Taraflar arasındaki ipoteğin kaldırılması davasından dolayı mahal mahkemesinden verilen yukarıda gün ve sayısı yazılı hükmün; Dairemizin 23/06/2020 gün ve 2019/4544 Esas, 2020/3956 Karar sayılı ilamı ile onanmasına karar verilmişti.

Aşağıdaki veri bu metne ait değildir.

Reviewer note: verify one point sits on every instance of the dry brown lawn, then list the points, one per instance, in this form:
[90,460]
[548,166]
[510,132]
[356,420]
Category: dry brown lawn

Süresi içinde davalı vekili tarafından kararın düzeltilmesi istenilmiş olmakla, dosya içerisindeki bütün evrak incelenerek gereği düşünüldü:

_ K A R A R _

Dava, ipoteğin kaldırılması istemine ilişkindir.
Davacı vekili, davalı … Esnafları Yapı Kooperatifi ile müvekkili arasında noterde yapılan 07.01.2002 tarihli protokol uyarınca, davalı kooperatifin müvekkiline ait 154 ada 131 parsel sayılı taşınmaz üzerinde inşa edeceği Kares İş Merkezi isimli binanın 243 No’lu bağımsız bölümünün müvekkiline devri karşılığında taşınmazın davalı kooperatife devredildiğini, dava konusu bağımsız bölümün 2012 yılı Mart ayında müvekkiline teslim edildiğini, ancak tapuda devir işleminin yapılmadığını, daha sonra davalı kooperatifin inşaatı yapmak için bir kısım bankalardan kullandığı krediler karşılığında, müvekkiline ait 243 No’lu işyeri de dahil olmak üzere taşınmazdaki bağımsız bölümler üzerinde ipotek tesis edildiğini öğrendiklerini, davalı banka lehine 28.07.2009 tarihinde konulan ipotek sebebiyle müvekkilinin herhangi bir sorumluluğunun bulunmadığını ileri sürerek dava konusu 243 No’lu bağımsız bölümün davalı kooperatif adına olan tapu kaydının iptali ile müvekkili adına tescilini ve davalı banka lehine konulan ipoteğin kaldırılmasını talep etmiştir.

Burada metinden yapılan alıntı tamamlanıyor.